La transformation en scandale

Ces temps-là sont révolus. Les journalistes, ou un écrivain fantasque, ne sont plus les seuls à pouvoir déclencher la levée du non-dit. Ils ont été remplacés par les anonymes, les réseaux sociaux et les lanceurs d’alertes, trop nombreux pour être tenus sous contrôle, et passés en plus dans l’idéal de la Transparence.

Si le secret en question est ainsi déjà partiellement, ou totalement, connu, c’est donc bien qu’un processus second doit venir ensuite se saisir du faux-secret, pour le transformer en vrai-scandale.

Dans le cas du dopage des athlètes russes, il a fallu la diffusion de deux documentaires sur la chaîne de télévision allemande ARD pour que l’Agence Mondiale Antidopage réagisse.

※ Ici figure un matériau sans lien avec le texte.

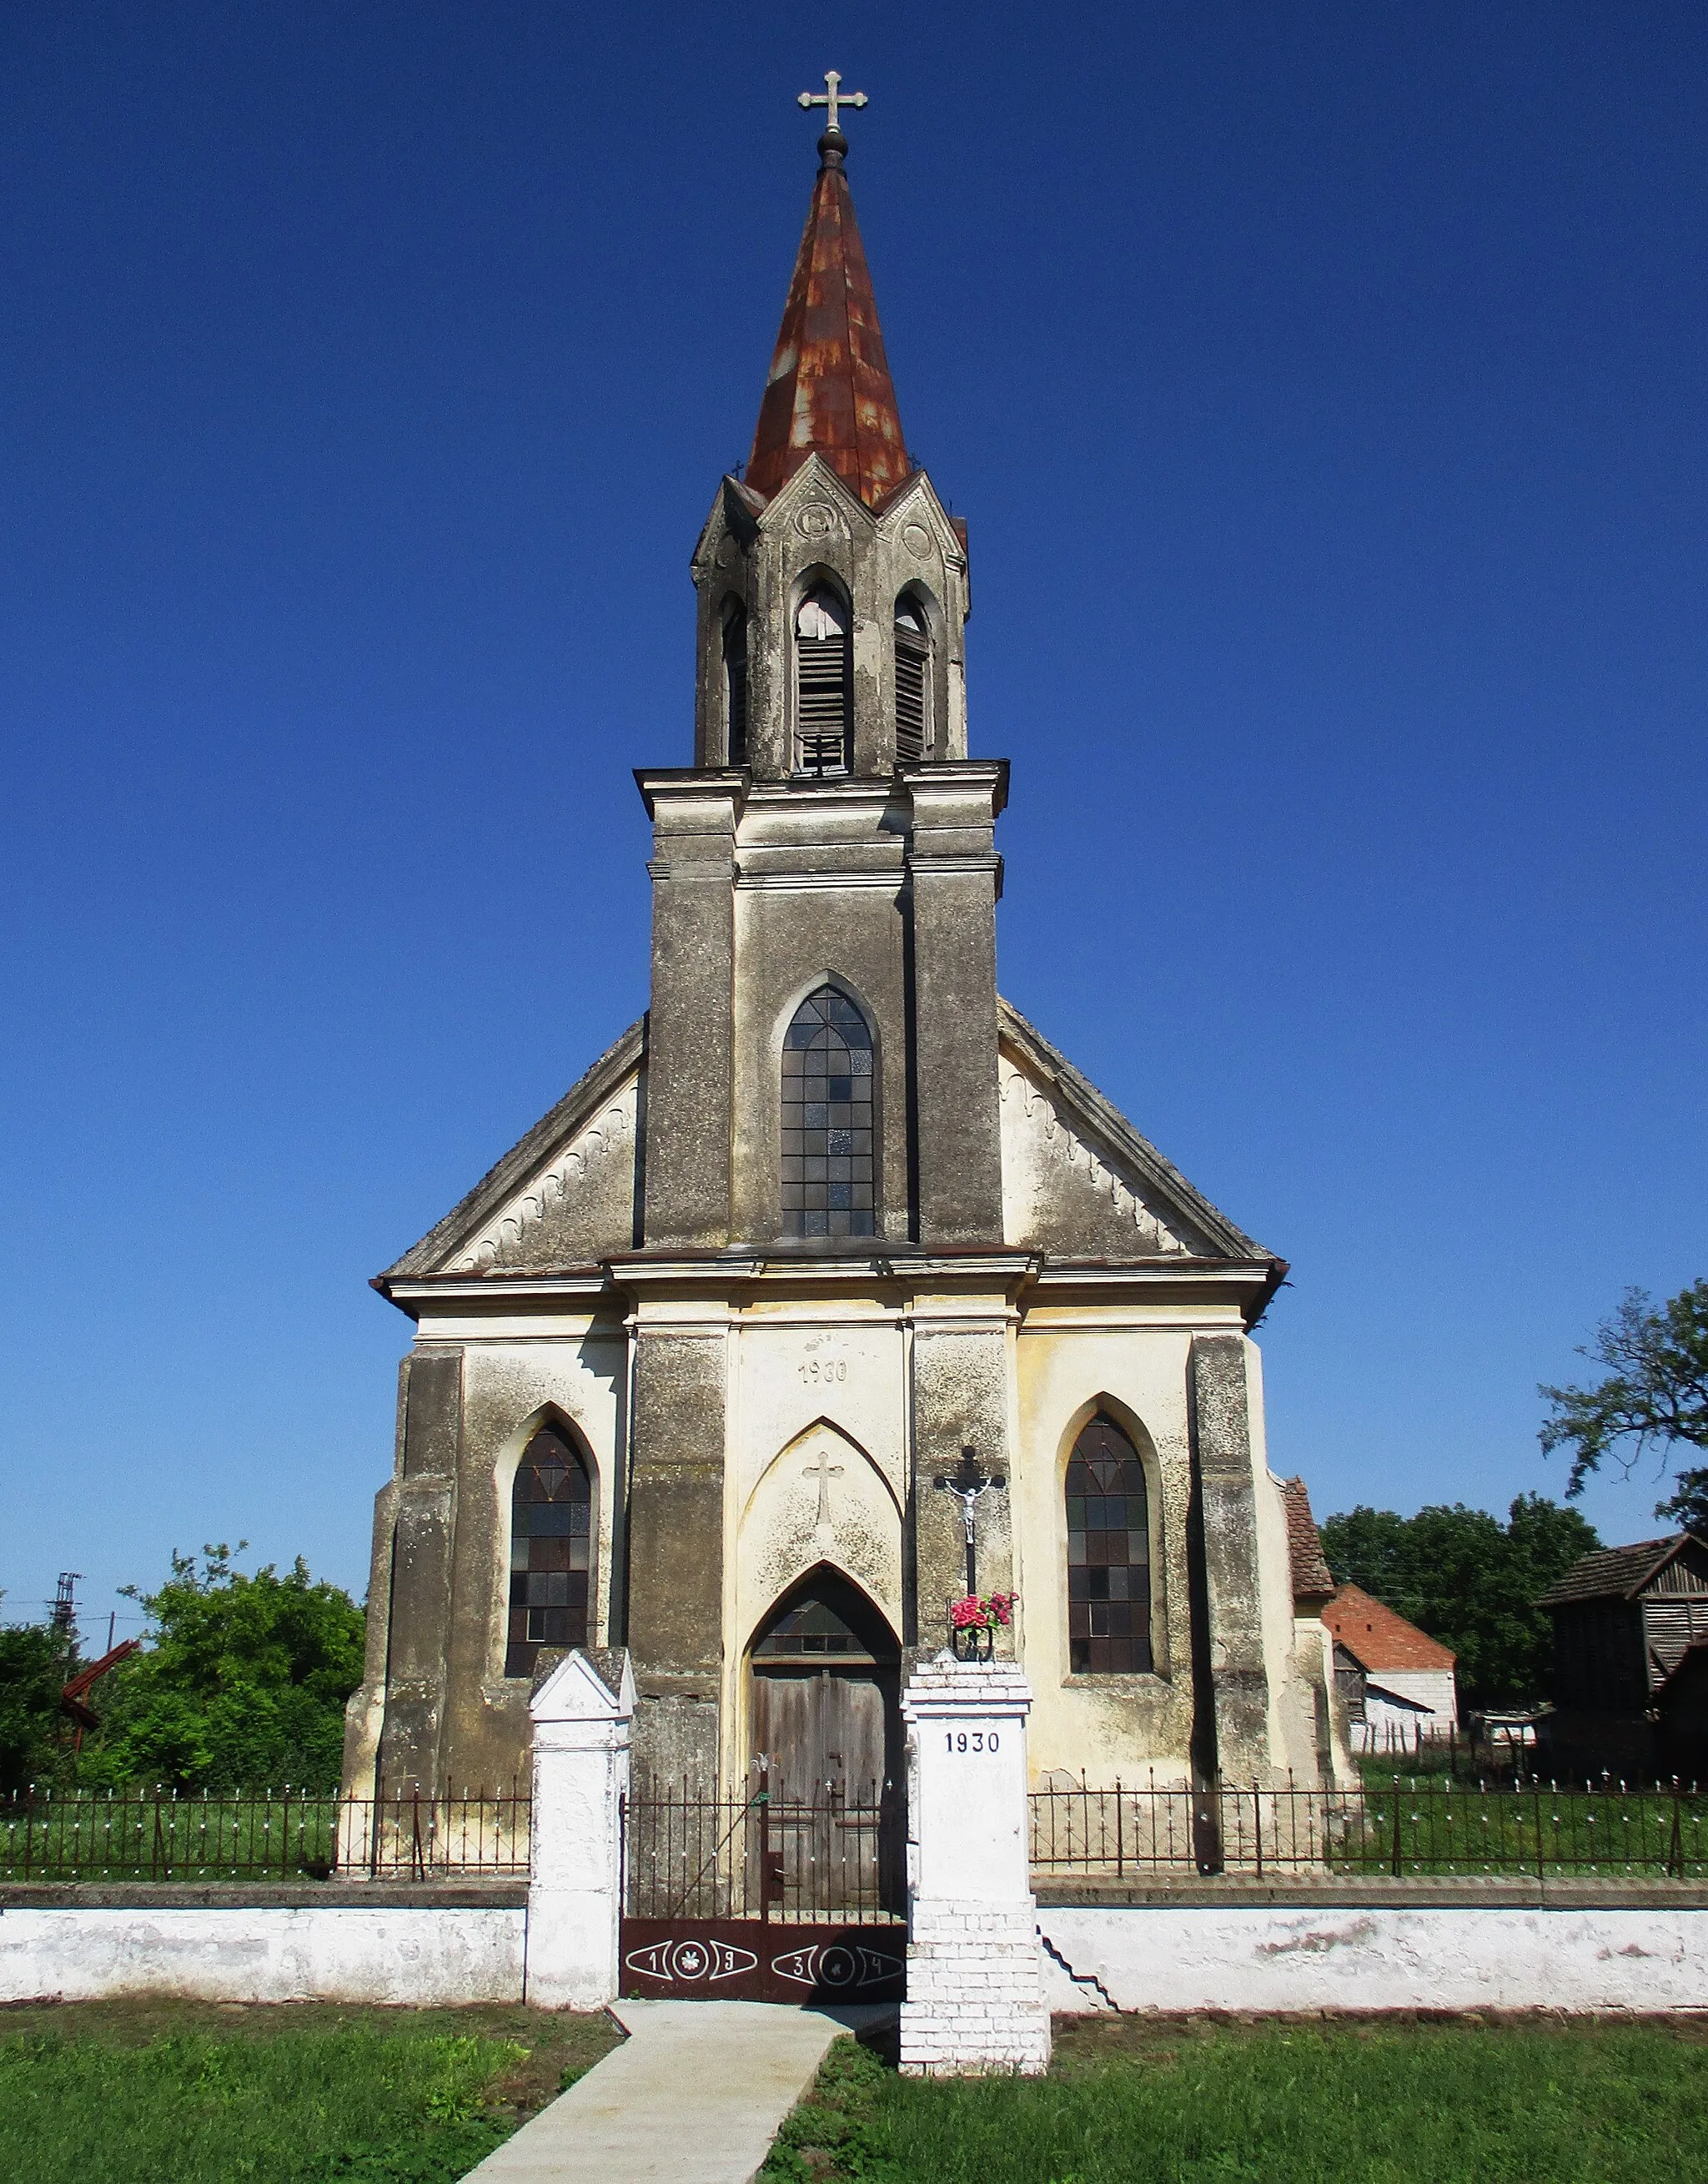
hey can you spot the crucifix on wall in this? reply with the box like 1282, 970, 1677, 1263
803, 1442, 845, 1529
933, 1445, 1007, 1598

En décembre 2014, l’accablant « Dossier secret sur le dopage: comment la Russie produit ses vainqueurs« . Puis, début août 2015, à quelques semaines des Championnats d’Athlétisme de Pékin, une nouvelle charge par un autre documentaire,  « Dopage – top secret : le monde opaque de l’athlétisme ». Alors l’Équipe n’avait pas hésité à titrer avec une totale brutalité : « 99% des athlètes russes se dopent ».

Même déroulement pour le scandale VW. Ce sont les bien nommés Peter Mock et John German (!), membres de l’ONG International Council on Clean Transportation qui ont demandé des mesures de laboratoire pour corroborer les chiffres annoncés par les constructeurs automobiles. Idée assez élémentaire, là encore… Et c’est ensuite que le gendarme américain, la United States Environmental Protection Agency, a pris le relais, donnant toute son ampleur au scandale.

On le voit, c’est toujours après-coup que l’organisme officiel, dont c’est pourtant la mission première, apporte sa caution et sa légitimité à ce que d’autres ont montré.


On notera que ces scandales explosent aux USA, et non en Europe (même avec la France championne du diesel). Interrogé sur le dopage dans son sport, Renaud Longuèvre (Entraîneur national) ne craint pas de déclarer naïvement : « Les Russes, c’est évident, ça c’est pas nouveau, c’est l’héritage des soviétiques ». Il n’a pas compris que, si c’est mal de tricher, c’est encore plus grave de (re)connaître un secret et de ne pas le diffuser. Et la chronique de Guillon était écrite sur le mode français de la pantalonnade (bravo aux hommes virils), et non de la dénonciation de violences relevant de (tentatives de) viols. On le voit, la France n’est pas encore passée dans le monde de la Transparence…


Loi de Polichinelle : un secret partagé par un nombre minimum de personnes d’un certain milieu finit par filtrer ; et, de secret de Polichinelle, c’est-à-dire secret attaqué par l’ouverture que perce l’idéal de Transparence, il finit par devenir scandale.

Et cette avancée est inéluctable ; rien ne peut l’arrêter.